Die Haftung sowohl des Betreibers der Telekommunikationslinie als auch des Eigentümers des Leitungsnetzes lässt sich nach der Neufassung des Telekommunikationsgesetzes durch das Gesetz vom 22. Juni 2004 (BGBl. I S. 1190), bei der diese Rechtsprechung Berücksichtigung gefunden hat (vgl. BT-Drucks. 15/2316 S. 120), unmittelbar aus der Vorschrift des § 76 Abs. 2 TKG ablesen. In Satz 1 werden beide als Schuldner des Ausgleichsanspruchs genannt; ihre Haftung als Gesamtschuldner folgt aus Satz 4 der Vorschrift. Durch die Neufassung ist zugleich klargestellt, dass die Betreibereigenschaft keine umfassende tatsächliche und rechtliche Verfügungsgewalt über alle Bestandteile der Telekommunikationslinie im Sinne des § 3 Nr. 26 TKG erfordert (aA Schuster in Hoeren, Handbuch Wegerechte und Telekommunikation, S. 258 Rn. 60; Stelkens, TKG-Wegerecht, § 76 Rn. 155; siehe auch Heun, Handbuch Telekommunikationsrecht, 2. Aufl., S. 505 Rn. 287); denn eine solche hat typischerweise nur der Eigentümer des Leitungsnetzes. Ausreichend ist vielmehr die Befugnis, über die Nutzung der Leitungen zu Zwecken der Telekommunikation zu bestimmen (vgl. Schütz in Beck’scher TKG-Kommentar, 3. Aufl., § 76 Rn. 44; Hamm, MMR 2005, 358, 360 f.; siehe auch Lisch, MMR 2007, 89 ff.; Wendlandt, MMR 2004, 297, 299 und Schäfer/Giebel, ZfIR 2004, 661 ff. jeweils zum Fall der Vermietung). In diesem Sinne war bereits das "Betreiben von Telekommunikationsnetzen" in § 3 Nr. 2 TKG aF definiert, nämlich als das Ausüben der rechtlichen und tatsächlichen Kontrolle (Funktionsherrschaft) über die Gesamtheit der Funktionen, die zur Erbringung von Telekommunikationsdienstleistungen unabdingbar zur Verfügung gestellt werden müssen. Maßgeblicher Gegenstand der Funktionsherrschaft ist also nicht die körperliche Infrastruktur des Leitungsnetzes, sondern die Möglichkeit, diese zum Zwecke der Telekommunikation zu nutzen. Anhaltspunkte dafür, dass der Gesetzgeber mit der Neufassung des Telekommunikationsgesetzes im Jahr 2004 von diesem Betreiberbegriff abgehen wollte, bestehen nicht (vgl. Senat, Urteil vom 17. Juni 2005 - V ZR 202/04, NJW-RR 2005, 1683, 1684 r. Sp. sowie von Graevenitz in Wissmann, Telekommunikationsrecht, 2. Aufl., Kap. 10 Rn. 182 u. Kap. 4 Rn. 9).
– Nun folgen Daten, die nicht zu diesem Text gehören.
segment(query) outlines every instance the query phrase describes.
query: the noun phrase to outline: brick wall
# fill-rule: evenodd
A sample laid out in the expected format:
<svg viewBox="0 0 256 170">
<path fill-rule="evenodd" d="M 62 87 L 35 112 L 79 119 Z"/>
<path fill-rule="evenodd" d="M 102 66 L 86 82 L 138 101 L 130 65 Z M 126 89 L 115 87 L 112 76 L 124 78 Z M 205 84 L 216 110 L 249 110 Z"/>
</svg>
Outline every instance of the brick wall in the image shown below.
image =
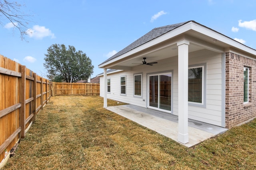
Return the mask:
<svg viewBox="0 0 256 170">
<path fill-rule="evenodd" d="M 244 67 L 249 68 L 249 104 L 244 104 Z M 230 128 L 256 117 L 256 61 L 226 53 L 226 126 Z"/>
</svg>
b) Nicht zu beanstanden ist die weitere Annahme des Berufungsgerichts, dem Rechtsverhältnis der Parteien sei keine anderweitige Bestimmung im Sinne des § 426 Abs. 1 Satz 1 BGB zu entnehmen.
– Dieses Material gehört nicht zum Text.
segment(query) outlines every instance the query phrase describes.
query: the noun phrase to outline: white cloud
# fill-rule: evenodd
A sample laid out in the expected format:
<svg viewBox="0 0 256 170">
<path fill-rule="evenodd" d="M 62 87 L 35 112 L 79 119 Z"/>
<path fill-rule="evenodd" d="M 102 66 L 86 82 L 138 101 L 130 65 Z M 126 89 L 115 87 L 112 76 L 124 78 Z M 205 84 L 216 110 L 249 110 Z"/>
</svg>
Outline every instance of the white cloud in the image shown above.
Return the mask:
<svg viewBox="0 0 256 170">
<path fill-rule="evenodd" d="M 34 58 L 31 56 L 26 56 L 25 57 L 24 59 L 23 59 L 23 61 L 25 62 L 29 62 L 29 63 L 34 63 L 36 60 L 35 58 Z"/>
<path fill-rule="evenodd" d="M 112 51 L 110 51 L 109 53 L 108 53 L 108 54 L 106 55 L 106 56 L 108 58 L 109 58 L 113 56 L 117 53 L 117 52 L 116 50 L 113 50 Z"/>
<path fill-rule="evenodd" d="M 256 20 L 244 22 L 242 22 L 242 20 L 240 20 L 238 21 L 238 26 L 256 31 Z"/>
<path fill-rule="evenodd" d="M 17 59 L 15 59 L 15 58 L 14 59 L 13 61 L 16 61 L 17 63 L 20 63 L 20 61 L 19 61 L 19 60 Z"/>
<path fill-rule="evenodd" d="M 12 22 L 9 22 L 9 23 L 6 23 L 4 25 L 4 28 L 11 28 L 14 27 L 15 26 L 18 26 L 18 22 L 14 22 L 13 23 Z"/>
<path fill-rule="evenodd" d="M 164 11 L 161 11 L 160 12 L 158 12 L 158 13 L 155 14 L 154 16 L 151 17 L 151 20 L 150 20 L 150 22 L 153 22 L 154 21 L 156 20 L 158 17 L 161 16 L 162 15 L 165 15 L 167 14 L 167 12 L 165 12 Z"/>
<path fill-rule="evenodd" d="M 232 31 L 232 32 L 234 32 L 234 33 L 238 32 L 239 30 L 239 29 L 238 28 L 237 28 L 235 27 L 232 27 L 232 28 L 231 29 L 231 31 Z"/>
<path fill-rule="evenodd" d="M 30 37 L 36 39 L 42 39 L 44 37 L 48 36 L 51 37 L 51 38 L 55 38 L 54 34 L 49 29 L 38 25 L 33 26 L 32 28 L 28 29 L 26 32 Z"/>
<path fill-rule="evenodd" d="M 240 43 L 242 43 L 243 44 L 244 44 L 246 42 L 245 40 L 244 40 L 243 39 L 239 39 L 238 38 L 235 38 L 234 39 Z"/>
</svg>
aa) Allein aus dem mietvertraglichen Charakter des Nutzungsvertrages folgt eine solche nicht (vgl. Senat, Urteil vom 17. Juli 2009 - V ZR 254/08, NJW-RR 2010, 200, 201 Rn. 23). Insbesondere handelt es sich bei der Ausgleichspflicht nach § 76 Abs. 2 Satz 2 TKG (bzw. § 57 Abs. 2 Satz 2 TKG aF) entgegen der Auffassung der Revision nicht um eine auf der Mietsache ruhende und damit von dem Vermieter zu tragende Last im Sinne des § 535 Abs. 1 Satz 3 BGB (aA Lisch, MMR 2007, 89, 90). Hierzu zählen nur Belastungen, welche den Eigentümer der Mietsache oder den an ihr dinglich Berechtigten gerade in dieser Eigenschaft zu einer Leistung verpflichten (vgl. MünchKomm-BGB/Häublein, 6. Aufl., § 535 Rn. 144; Bamberger/Roth/Ehlert, BGB, 2. Aufl., § 535 Rn. 206; Erman/Lützenkirchen, BGB, 13. Aufl., § 535 Rn. 66; Schmidt-Futterer/Eisenschmid, Mietrecht, 10. Aufl., § 535 BGB Rn. 569). Der Ausgleichsanspruch nach § 76 Abs. 2 Satz 2 TKG knüpft hingegen nicht unmittelbar an das Eigentum, sondern an die Aufnahme einer bestimmte Nutzungsform an; dies wird daraus deutlich, dass er sich, wie dargelegt, in gleicher Weise gegen den (ersten) Betreiber der Telekommunikationslinie richtet, der nicht Eigentümer des Leitungsnetzes ist.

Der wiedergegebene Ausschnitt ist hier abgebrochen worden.